Reviewer Graeme Strachan wrote of the production, “The players lope and whoop, while flinging themselves around the stage in energetic glee, bedecked in Mad Max-like war paint, khaki clothes and furs, managing to milk every drop of humour out of the ridiculousness of the situation, while allowing the uncomfortable undercurrent of violence and horror to bubble just below the surface, erupting periodically.”
He added, “Indeed, the tragedy of this show is that it will only appear for a mere four showings, each of which is at a different time of day — a state of affairs that will probably ensure it isn’t seen by nearly enough Fringe patrons.”
The British Theater Guide gave “APE/Essence” a four out of five-star rating, which was the highest rating of the four colleges that attended this year’s festival.
Seamus Clerkin, a sophomore education major, noted his excitement upon seeing the critic’s opinion.
“I felt amazed when I read the review,” Clerkin said.
“Getting recognized by such a big theater reviewer was an honor.”
ICTF is one of the largest arts festivals in the world, spanning 25 days with 53,232 performances of 3,398 shows in 300 venues.
The cast was beyond ecstatic at the review, having spent months furthering the piece from the Rev.

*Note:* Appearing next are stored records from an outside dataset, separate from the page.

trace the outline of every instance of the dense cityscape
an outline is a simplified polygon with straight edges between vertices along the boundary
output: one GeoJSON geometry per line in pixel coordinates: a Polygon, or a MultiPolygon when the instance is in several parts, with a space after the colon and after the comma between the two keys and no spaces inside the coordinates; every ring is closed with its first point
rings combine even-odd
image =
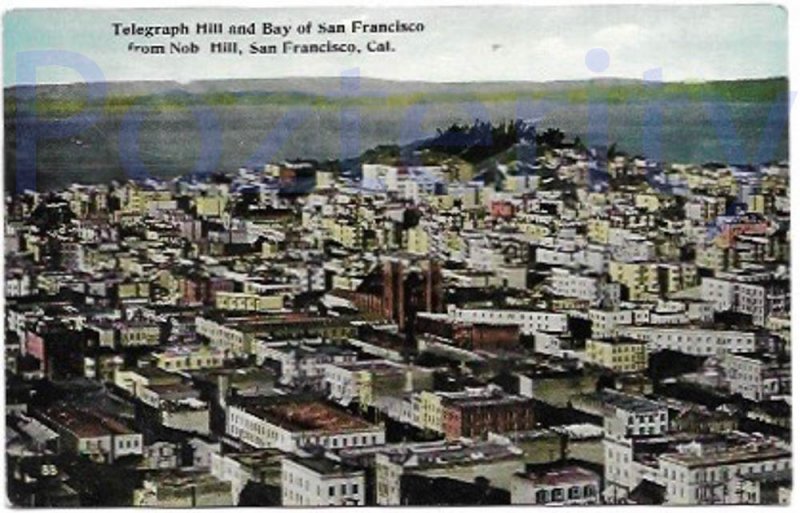
{"type": "Polygon", "coordinates": [[[516,122],[7,196],[9,498],[787,504],[788,180],[516,122]]]}

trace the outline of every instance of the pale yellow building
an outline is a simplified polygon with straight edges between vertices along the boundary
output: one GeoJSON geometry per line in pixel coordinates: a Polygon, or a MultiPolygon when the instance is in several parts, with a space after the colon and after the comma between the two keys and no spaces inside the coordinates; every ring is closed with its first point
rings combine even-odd
{"type": "Polygon", "coordinates": [[[754,194],[747,198],[747,211],[763,214],[766,211],[766,199],[763,194],[754,194]]]}
{"type": "Polygon", "coordinates": [[[591,242],[608,244],[608,232],[611,223],[608,219],[589,219],[586,223],[587,237],[591,242]]]}
{"type": "Polygon", "coordinates": [[[155,346],[161,341],[161,327],[158,324],[129,322],[117,329],[122,347],[155,346]]]}
{"type": "Polygon", "coordinates": [[[667,294],[697,285],[697,267],[694,264],[661,264],[660,268],[667,294]]]}
{"type": "Polygon", "coordinates": [[[268,312],[283,308],[282,295],[262,296],[244,292],[217,292],[215,306],[220,310],[268,312]]]}
{"type": "Polygon", "coordinates": [[[153,203],[172,201],[172,192],[159,190],[142,190],[136,186],[128,186],[122,196],[122,210],[145,214],[153,203]]]}
{"type": "Polygon", "coordinates": [[[628,263],[612,260],[608,265],[611,281],[628,287],[631,301],[642,301],[658,291],[658,267],[652,262],[628,263]]]}
{"type": "Polygon", "coordinates": [[[192,201],[197,215],[201,217],[221,217],[228,205],[224,196],[198,196],[192,201]]]}
{"type": "Polygon", "coordinates": [[[647,369],[647,343],[625,337],[590,339],[586,361],[617,373],[642,372],[647,369]]]}
{"type": "Polygon", "coordinates": [[[142,299],[150,297],[150,283],[146,281],[130,281],[117,284],[119,299],[142,299]]]}
{"type": "Polygon", "coordinates": [[[409,253],[428,254],[430,250],[428,233],[417,226],[406,231],[406,250],[409,253]]]}
{"type": "Polygon", "coordinates": [[[354,223],[355,221],[347,219],[325,218],[322,221],[322,228],[328,239],[346,248],[360,249],[363,243],[363,230],[354,223]]]}
{"type": "Polygon", "coordinates": [[[419,426],[428,431],[442,433],[442,398],[433,392],[423,391],[415,395],[414,400],[419,405],[419,426]]]}
{"type": "Polygon", "coordinates": [[[450,210],[455,205],[455,198],[450,194],[430,196],[428,198],[428,205],[437,211],[450,210]]]}
{"type": "Polygon", "coordinates": [[[661,208],[661,201],[655,194],[637,194],[634,198],[636,208],[643,208],[648,212],[657,212],[661,208]]]}
{"type": "Polygon", "coordinates": [[[330,171],[317,171],[316,190],[328,189],[336,183],[336,177],[330,171]]]}
{"type": "Polygon", "coordinates": [[[216,369],[225,363],[221,350],[206,346],[173,347],[166,351],[153,353],[156,367],[166,371],[187,371],[199,369],[216,369]]]}

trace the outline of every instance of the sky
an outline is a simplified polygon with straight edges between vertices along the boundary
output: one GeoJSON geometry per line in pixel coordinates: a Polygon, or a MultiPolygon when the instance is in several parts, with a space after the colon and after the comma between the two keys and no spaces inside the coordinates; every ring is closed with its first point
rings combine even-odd
{"type": "MultiPolygon", "coordinates": [[[[552,81],[598,77],[643,78],[660,69],[665,81],[728,80],[788,75],[787,14],[772,5],[439,7],[314,9],[16,10],[3,18],[3,83],[32,82],[17,73],[20,52],[67,50],[95,63],[108,81],[340,76],[431,82],[552,81]],[[419,34],[319,35],[288,39],[357,42],[391,39],[393,53],[357,55],[164,55],[128,51],[112,23],[418,21],[419,34]],[[598,66],[602,49],[608,65],[598,66]],[[591,53],[590,53],[591,52],[591,53]],[[594,64],[594,65],[592,65],[594,64]],[[350,70],[350,71],[348,71],[350,70]]],[[[208,36],[182,36],[207,46],[208,36]]],[[[279,43],[266,36],[223,36],[246,48],[279,43]]],[[[178,40],[178,38],[176,38],[178,40]]],[[[153,38],[150,42],[170,39],[153,38]]],[[[58,57],[56,57],[58,59],[58,57]]],[[[57,64],[57,63],[56,63],[57,64]]],[[[96,80],[100,75],[92,75],[96,80]]],[[[37,68],[36,83],[80,82],[70,66],[37,68]]]]}

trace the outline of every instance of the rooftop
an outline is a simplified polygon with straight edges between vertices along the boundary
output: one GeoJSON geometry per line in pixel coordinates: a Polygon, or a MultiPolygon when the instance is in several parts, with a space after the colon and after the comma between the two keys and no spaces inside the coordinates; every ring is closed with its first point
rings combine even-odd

Shawn Clerkin’s original adaptation, performing it as a Gannon mainstage performance, and even rehearsing and adjusting it over the summer just before leaving for the festival.
Megan Hamm, a senior theater communication art major, described the long six- to 10-hour practices the cast would participate in over the summer.
“Through the summer process, different scenes developed more,” Hamm said. “We were able to spend more time correcting parts that weren’t reading and created an entirely new part to the show that was movement-based.”
The Schuster Theater anticipates performing “APE/ESSENCE” again for the Kennedy Center American College Theater Festival this January.